|Cadiz Valley Water Project|
Orange County Register
Construction for a project that will pump drinking water from a Mojave Desert aquifer and pipe it to south Orange County is slated to begin early next year.
Los Angeles-based Cadiz Inc. plans to install wells to capture water from the natural aquifer that lies beneath 70 square miles of remote valley east of Twentynine Palms. The private developer which owns the land would also build an underground 43-mile pipeline along railroad right-of-way to the Colorado River Aqueduct, which delivers water to Southern California residents.
Once built, Cadiz plans to lease the facilities to a joint powers authority created by the Santa Margarita Water District, which will oversee day-to-day operation of the well and pipeline.
Santa Margarita hopes the project will reduce the district’s reliance on the wholesaler Metropolitan Water District, from which Santa Margarita buys 85 percent of its water. The MWD has increased water prices over the last two decades.
The well would pump some 16 billion gallons of water a year, and Santa Margarita plans to purchase about 20 percent of its water supply from the project. The district serves 165,000 people in Coto de Caza, Ladera Ranch, Rancho Santa Margarita and parts of Mission Viejo and San Clemente.
However, the Cadiz Valley Water Conservation, Recovery and Storage Project has met resistance from a coalition of environmental groups, who argue the project would dry up desert springs and hurt vegetation and wildlife habitat.
The groups filed lawsuits after the project was approved by Santa Margarita’s board and San Bernardino County supervisors in 2012.
The plaintiffs claimed that Santa Margarita, not in the area the project will affect, shouldn’t have been the lead agency to oversee environmental reviews for Cadiz. They also said San Bernardino County violated its desert groundwater ordinance by approving the project.
Orange County Superior Court Judge Gail Andler shot down the lawsuits last year, stating that the plaintiffs had failed to prove the project would violate state environmental laws.

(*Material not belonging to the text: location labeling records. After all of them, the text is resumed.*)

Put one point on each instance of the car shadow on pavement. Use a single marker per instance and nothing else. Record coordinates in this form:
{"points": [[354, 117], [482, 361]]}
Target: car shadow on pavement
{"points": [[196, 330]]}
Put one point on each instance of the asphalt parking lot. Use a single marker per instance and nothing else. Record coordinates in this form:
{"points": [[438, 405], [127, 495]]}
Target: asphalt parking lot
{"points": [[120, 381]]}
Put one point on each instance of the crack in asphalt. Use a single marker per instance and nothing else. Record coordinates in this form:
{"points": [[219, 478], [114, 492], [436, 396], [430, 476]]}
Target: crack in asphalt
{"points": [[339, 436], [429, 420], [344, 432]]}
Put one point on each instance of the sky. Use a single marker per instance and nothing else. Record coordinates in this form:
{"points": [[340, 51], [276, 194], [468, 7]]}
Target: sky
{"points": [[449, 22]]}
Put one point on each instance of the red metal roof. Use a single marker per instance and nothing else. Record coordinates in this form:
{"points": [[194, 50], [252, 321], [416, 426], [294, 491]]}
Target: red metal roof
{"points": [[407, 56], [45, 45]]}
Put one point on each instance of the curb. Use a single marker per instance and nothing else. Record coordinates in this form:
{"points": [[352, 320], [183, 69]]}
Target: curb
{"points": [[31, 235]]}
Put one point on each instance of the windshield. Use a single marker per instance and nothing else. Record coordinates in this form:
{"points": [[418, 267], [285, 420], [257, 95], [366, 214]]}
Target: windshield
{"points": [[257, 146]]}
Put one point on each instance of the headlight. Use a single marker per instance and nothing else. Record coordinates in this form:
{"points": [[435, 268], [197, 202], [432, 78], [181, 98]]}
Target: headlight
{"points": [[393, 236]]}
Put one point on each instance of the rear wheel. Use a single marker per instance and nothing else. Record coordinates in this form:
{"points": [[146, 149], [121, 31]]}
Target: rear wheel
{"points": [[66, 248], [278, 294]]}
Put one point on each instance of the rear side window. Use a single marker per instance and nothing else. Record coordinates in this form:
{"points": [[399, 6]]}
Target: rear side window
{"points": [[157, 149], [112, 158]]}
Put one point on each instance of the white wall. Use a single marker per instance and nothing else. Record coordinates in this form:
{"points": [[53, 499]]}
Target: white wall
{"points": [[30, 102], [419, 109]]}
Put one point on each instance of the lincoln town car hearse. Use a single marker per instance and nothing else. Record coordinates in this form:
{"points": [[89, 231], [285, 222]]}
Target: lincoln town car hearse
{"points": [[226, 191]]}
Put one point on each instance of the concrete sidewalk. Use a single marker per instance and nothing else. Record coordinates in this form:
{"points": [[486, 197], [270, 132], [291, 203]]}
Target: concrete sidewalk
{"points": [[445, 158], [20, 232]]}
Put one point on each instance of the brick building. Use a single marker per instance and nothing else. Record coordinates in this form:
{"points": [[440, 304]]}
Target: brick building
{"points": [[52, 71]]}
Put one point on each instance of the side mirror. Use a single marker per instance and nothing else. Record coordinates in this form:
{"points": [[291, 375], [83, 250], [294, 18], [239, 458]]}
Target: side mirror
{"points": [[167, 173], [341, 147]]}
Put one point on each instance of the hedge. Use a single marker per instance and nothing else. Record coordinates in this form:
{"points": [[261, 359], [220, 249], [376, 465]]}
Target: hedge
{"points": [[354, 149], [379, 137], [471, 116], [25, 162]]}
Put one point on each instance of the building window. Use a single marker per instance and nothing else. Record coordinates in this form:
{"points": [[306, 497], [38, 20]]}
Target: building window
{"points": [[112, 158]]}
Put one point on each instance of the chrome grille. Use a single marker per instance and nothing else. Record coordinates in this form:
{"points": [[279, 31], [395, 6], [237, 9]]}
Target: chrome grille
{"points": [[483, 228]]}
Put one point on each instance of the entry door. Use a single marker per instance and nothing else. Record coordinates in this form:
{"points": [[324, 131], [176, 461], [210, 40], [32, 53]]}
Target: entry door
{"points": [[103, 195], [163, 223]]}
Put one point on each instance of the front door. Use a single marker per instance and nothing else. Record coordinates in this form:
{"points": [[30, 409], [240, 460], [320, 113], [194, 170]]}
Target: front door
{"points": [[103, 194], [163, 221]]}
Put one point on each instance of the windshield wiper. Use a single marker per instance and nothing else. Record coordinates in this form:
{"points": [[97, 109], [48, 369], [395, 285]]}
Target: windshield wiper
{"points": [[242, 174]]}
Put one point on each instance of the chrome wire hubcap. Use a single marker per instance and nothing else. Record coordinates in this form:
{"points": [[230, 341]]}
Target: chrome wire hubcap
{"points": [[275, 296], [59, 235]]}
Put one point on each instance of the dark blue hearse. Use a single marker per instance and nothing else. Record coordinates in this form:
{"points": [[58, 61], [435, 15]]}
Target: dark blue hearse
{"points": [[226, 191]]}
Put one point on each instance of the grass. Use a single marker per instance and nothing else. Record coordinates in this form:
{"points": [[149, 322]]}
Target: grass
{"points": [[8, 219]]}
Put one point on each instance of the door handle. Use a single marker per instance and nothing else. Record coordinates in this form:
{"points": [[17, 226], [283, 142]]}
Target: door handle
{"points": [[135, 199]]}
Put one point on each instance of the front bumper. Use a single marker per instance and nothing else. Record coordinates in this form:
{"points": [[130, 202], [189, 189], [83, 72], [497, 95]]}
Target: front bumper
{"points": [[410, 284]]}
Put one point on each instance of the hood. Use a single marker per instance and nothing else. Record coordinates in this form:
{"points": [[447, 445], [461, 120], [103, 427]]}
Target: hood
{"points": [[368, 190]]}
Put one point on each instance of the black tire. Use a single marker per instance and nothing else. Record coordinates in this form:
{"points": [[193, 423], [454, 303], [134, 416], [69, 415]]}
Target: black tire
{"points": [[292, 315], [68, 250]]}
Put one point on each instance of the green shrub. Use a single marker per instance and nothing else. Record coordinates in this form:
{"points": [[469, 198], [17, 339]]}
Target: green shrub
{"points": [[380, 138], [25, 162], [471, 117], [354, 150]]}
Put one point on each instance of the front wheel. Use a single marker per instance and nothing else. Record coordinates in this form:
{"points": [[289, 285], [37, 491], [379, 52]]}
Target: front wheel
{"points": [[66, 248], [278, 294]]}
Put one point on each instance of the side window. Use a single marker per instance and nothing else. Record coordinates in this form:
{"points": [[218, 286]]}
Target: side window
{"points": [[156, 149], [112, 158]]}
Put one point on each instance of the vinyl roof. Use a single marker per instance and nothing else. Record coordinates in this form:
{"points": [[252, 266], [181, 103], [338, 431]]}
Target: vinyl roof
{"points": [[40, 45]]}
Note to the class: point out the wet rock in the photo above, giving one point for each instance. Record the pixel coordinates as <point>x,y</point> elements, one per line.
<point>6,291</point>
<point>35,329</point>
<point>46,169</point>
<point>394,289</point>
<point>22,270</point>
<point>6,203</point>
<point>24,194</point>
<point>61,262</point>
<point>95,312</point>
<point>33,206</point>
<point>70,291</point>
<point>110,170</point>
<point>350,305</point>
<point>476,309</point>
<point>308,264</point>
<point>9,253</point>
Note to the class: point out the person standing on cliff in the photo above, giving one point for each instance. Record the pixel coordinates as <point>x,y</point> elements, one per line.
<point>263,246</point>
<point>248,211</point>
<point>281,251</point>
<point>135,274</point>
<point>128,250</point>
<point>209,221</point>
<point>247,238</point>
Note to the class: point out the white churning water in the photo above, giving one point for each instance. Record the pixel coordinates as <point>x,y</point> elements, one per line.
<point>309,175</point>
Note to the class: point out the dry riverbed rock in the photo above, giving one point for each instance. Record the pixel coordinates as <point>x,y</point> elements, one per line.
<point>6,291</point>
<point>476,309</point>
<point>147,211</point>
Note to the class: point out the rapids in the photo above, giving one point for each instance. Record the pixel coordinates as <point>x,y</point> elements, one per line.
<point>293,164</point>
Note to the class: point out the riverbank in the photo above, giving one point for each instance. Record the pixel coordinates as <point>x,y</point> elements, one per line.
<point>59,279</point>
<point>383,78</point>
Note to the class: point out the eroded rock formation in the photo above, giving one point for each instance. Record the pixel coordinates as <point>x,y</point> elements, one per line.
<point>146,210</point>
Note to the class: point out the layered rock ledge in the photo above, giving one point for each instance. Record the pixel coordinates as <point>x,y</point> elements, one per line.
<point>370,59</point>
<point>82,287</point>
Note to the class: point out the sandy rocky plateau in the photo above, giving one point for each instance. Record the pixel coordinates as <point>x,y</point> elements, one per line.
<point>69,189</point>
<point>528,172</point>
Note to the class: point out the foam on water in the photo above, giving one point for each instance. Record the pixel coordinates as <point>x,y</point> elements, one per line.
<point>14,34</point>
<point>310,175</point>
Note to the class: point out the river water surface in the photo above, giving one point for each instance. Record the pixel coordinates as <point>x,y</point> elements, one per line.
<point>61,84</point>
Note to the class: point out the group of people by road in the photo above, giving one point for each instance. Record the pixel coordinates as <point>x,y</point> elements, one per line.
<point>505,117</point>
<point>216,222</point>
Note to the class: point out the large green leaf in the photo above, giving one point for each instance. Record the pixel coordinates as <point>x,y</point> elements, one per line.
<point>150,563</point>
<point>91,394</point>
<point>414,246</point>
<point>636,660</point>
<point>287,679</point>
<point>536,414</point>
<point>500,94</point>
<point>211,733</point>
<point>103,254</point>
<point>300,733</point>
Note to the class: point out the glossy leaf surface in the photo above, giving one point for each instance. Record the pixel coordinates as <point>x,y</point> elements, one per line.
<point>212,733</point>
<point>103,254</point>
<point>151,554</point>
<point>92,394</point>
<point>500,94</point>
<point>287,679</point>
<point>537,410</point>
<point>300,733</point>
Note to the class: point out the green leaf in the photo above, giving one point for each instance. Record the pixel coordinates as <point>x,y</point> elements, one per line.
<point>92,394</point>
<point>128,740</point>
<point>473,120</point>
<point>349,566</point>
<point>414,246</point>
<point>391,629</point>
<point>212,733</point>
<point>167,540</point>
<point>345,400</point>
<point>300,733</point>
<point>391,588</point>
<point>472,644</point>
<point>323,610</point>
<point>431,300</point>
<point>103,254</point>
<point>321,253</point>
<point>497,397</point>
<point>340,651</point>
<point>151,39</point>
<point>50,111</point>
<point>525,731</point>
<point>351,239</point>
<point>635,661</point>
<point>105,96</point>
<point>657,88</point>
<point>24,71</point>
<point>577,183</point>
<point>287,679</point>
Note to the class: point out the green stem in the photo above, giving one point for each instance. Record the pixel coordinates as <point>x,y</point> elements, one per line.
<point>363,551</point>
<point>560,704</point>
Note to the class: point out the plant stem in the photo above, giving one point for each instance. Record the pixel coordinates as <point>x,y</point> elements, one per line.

The Center for Biological Diversity, Sierra Club and San Bernardino Valley Audubon Society then appealed the decision to the state’s Fourth Appellate District in Santa Ana and filed their opening briefs in April.
“All cases were resoundingly denied in superior court, and we stand by that record and we think everything will be upheld by the court of appeals,” Cadiz spokeswoman Courtney Degener said.
The company is waiting for the MWD board to approve moving Cadiz water through its aqueduct later this summer and plans to start construction at the beginning of next year, she said. Cadiz is expected to spend $225 to $275 million on construction.
In addition to Santa Margarita, Cadiz has entered into agreements with the following water providers interested in buying water from the project, Degener said. They include: Three Valleys Municipal Water District, Jurupa Community Services District, Golden State Water Company, Suburban Water Systems, California Water Service Company, Lake Arrowhead Community Services District and San Luis Water District.